Environmental Assessment for Mining Activities

Scale of Environmental Assessment

Under BC’s EA law, the EAO Executive Director (or Minister of Environment, where applicable) has discretion on whether to include the following in the scope of the EA review facilities at the main site, off-site facilities and any activities related to the reviewable project.95 Related activities that do not, on their own, trigger an EA may be approved without assessing their environmental, social and cumulative impacts.

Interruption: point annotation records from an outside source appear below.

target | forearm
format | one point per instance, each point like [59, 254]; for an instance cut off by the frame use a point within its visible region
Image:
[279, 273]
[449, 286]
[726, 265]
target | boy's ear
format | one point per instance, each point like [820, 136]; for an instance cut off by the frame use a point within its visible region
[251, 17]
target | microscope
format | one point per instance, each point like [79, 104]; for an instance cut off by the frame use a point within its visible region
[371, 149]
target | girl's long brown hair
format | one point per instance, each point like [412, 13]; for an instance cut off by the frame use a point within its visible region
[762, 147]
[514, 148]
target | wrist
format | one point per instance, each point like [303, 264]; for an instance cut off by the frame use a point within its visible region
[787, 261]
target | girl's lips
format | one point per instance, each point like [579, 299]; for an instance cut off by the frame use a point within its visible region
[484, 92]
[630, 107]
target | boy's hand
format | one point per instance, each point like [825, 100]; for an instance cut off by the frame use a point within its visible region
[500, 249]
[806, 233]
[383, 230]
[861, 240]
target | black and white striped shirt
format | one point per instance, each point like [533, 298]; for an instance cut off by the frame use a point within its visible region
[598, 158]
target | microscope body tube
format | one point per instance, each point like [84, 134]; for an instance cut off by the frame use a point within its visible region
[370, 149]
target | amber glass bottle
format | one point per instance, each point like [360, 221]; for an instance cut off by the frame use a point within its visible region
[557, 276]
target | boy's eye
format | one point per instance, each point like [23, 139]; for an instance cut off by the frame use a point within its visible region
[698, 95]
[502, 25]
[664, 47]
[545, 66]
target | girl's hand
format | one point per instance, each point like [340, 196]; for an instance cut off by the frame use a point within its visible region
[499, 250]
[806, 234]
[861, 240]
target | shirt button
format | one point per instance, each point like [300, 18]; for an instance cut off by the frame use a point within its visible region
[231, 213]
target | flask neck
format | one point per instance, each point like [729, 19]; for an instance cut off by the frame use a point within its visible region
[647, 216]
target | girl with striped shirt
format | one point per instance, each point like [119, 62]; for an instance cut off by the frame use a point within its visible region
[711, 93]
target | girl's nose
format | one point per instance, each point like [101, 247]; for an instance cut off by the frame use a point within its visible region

BC law does not require all the activities related to a mining project to be included in the EA. Therefore, projects can be narrowly assessed without factoring in the associated and/or cumulative impacts.

Recommended Solution

Include in EA all activities likely to be undertaken in relation to a proposed mining project

[Tags: EA; Scope; Discretion]

BC has no legal provisions to guide the exercise of the EAO’s discretion in determining the scale of the EA or to require that related activities be included in the assessment process. In contrast, other jurisdictions provide some guidance for decision-makers to ensure that the EA covers the appropriate scope of the proposed activity. For example, US federal law explicitly states that “significance cannot be avoided by terming an action temporary or by breaking it down into small component parts”.96 Under Yukon law, the regulatory authority must include in the scope “in addition to any activity identified in the proposal, any other activity that it considers likely to be undertaken in relation to an activity so identified and sufficiently related to it to be included in the project”.97 The Yukon regulatory authority is also required to “assess as a single project two or more projects for which it has received proposals where it considers that the projects are so closely related as to be part of the same activity or where all the decision bodies for each of the projects have advised it that they consider the projects to be so related”.98 Similarly, under both CEAA and CEAA 2012, the regulatory authority is empowered to consider two closely related projects as a single project.99 Not only is the assessment of related projects in the same EA more efficient, it also allows for the evaluation of cumulative effects (see: Cumulative Effects, below).